# Angora Ferret Kits



## Bobbie (Jun 25, 2008)

Helloooooooooooo

Here is the litter of angora kits that nerys and i are gonna go collect at the end of October..

Shall be an adventure trying to get there. HAHA :2thumb: but i said id put them up to a couple of people, so here they are!! 

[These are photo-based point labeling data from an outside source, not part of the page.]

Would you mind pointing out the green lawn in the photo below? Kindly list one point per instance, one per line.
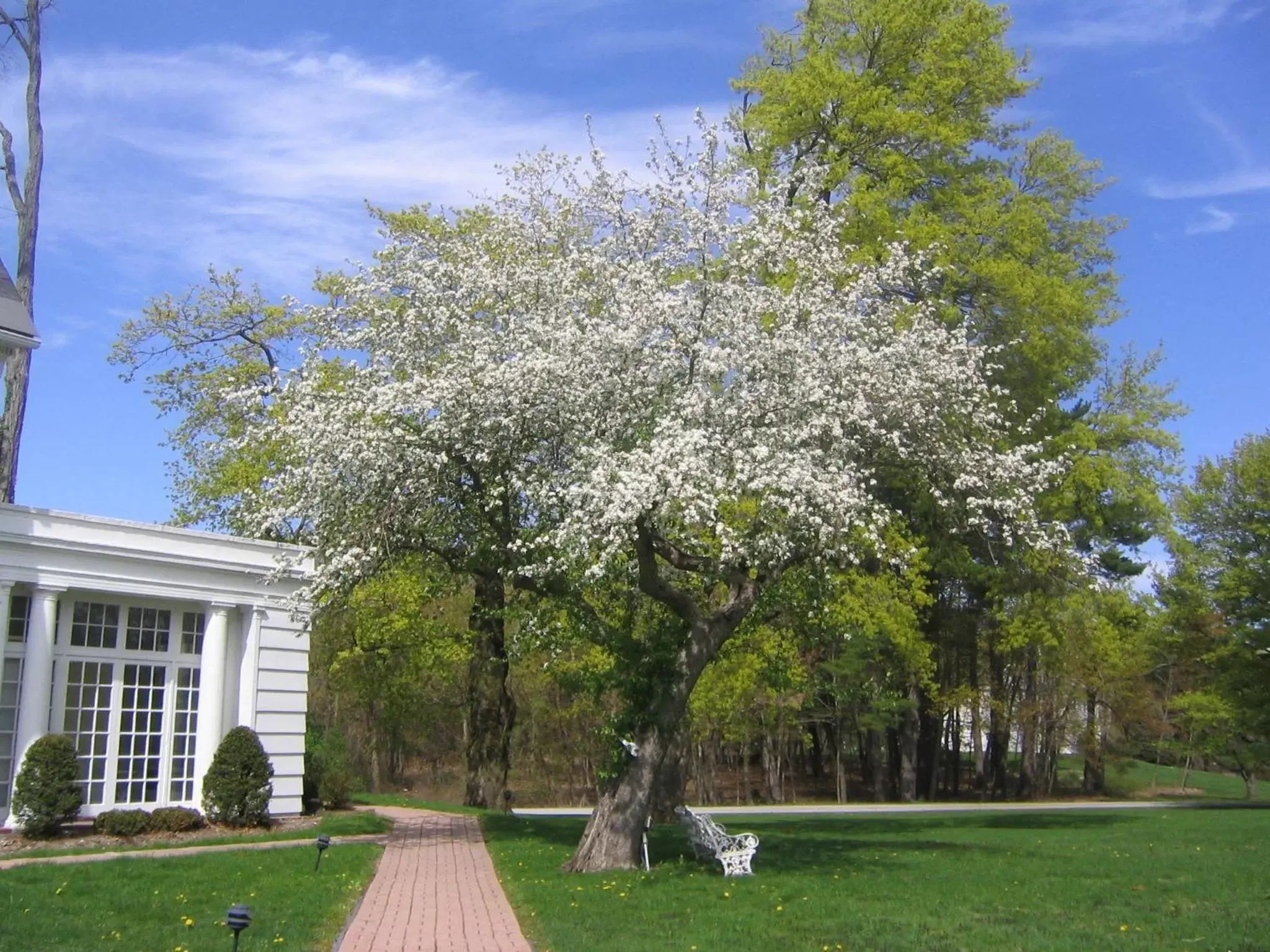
(1105, 880)
(163, 906)
(339, 824)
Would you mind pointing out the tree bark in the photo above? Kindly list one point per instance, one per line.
(25, 205)
(672, 780)
(491, 708)
(1026, 788)
(613, 837)
(910, 729)
(1095, 764)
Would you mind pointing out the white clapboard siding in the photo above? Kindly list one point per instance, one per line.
(282, 744)
(281, 702)
(283, 660)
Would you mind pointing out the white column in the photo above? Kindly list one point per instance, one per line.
(6, 592)
(251, 669)
(211, 694)
(37, 671)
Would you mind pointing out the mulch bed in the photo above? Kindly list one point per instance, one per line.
(81, 837)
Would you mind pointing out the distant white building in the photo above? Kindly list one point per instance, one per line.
(146, 644)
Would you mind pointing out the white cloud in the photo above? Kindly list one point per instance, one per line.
(1106, 23)
(265, 157)
(55, 340)
(624, 42)
(1235, 183)
(1230, 148)
(1214, 220)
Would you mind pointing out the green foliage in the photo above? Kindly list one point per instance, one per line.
(123, 823)
(391, 658)
(47, 791)
(902, 102)
(218, 338)
(236, 788)
(177, 819)
(1219, 599)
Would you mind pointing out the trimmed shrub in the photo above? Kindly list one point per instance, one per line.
(47, 792)
(177, 819)
(123, 823)
(236, 788)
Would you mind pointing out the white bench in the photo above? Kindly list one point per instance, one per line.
(710, 840)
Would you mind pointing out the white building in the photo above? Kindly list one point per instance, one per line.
(146, 644)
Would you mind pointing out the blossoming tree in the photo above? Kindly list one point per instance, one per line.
(672, 382)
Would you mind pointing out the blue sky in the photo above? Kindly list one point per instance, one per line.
(183, 134)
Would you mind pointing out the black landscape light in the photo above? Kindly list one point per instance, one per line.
(323, 842)
(238, 919)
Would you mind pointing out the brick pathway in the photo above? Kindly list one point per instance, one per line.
(435, 891)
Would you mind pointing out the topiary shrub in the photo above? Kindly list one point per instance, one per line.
(123, 823)
(47, 792)
(177, 819)
(236, 788)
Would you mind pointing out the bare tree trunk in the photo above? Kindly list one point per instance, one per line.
(25, 31)
(491, 708)
(672, 780)
(1026, 788)
(613, 837)
(910, 729)
(1095, 759)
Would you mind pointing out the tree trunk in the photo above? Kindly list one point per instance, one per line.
(614, 832)
(910, 729)
(1026, 788)
(1094, 781)
(877, 769)
(672, 780)
(25, 205)
(17, 375)
(977, 747)
(491, 708)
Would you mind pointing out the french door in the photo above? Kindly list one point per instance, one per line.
(134, 724)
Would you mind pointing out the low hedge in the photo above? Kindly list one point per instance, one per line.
(134, 823)
(123, 823)
(177, 819)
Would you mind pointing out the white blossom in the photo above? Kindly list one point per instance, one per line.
(533, 380)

they are about 2 and a half weeks old at the mo. tiny little things!!

Litter B









Litter C


----------



## Salamanda (May 28, 2008)

georgous :flrt:


----------



## browner93 (Dec 17, 2007)

:whistling2: I want :whip:

Josh


----------



## Bobbie (Jun 25, 2008)

well if you have about 300 pound then there are 2 left =P


----------



## gnipper (Feb 13, 2007)

They have some mad markings on them there, any pictures of the parents?


----------



## Bobbie (Jun 25, 2008)

umm, yep somewhere, let me find them..


----------



## Bobbie (Jun 25, 2008)

This is the dad... picture taken in summer so his coat is a lot shorter...




and this is the mum..


----------



## marthaMoo (May 4, 2007)

OMG :flrt::flrt:


Any idea the colourings of the two that are left?


----------



## Bobbie (Jun 25, 2008)

the two that were left are the darker ones in picture 1 on the left side... i dont know for sure, so i will ask the owner...


----------



## xPrincessx (May 7, 2007)

omg!
stunning isnt the word.


----------



## retri (Mar 5, 2008)

Awww, they are so cute, just wish I had room for one :flrt:


----------



## Bobbie (Jun 25, 2008)

well, if you want one next year... let me know.. they wont be as expensive as these!! 270 pound, without travel costs so far..


----------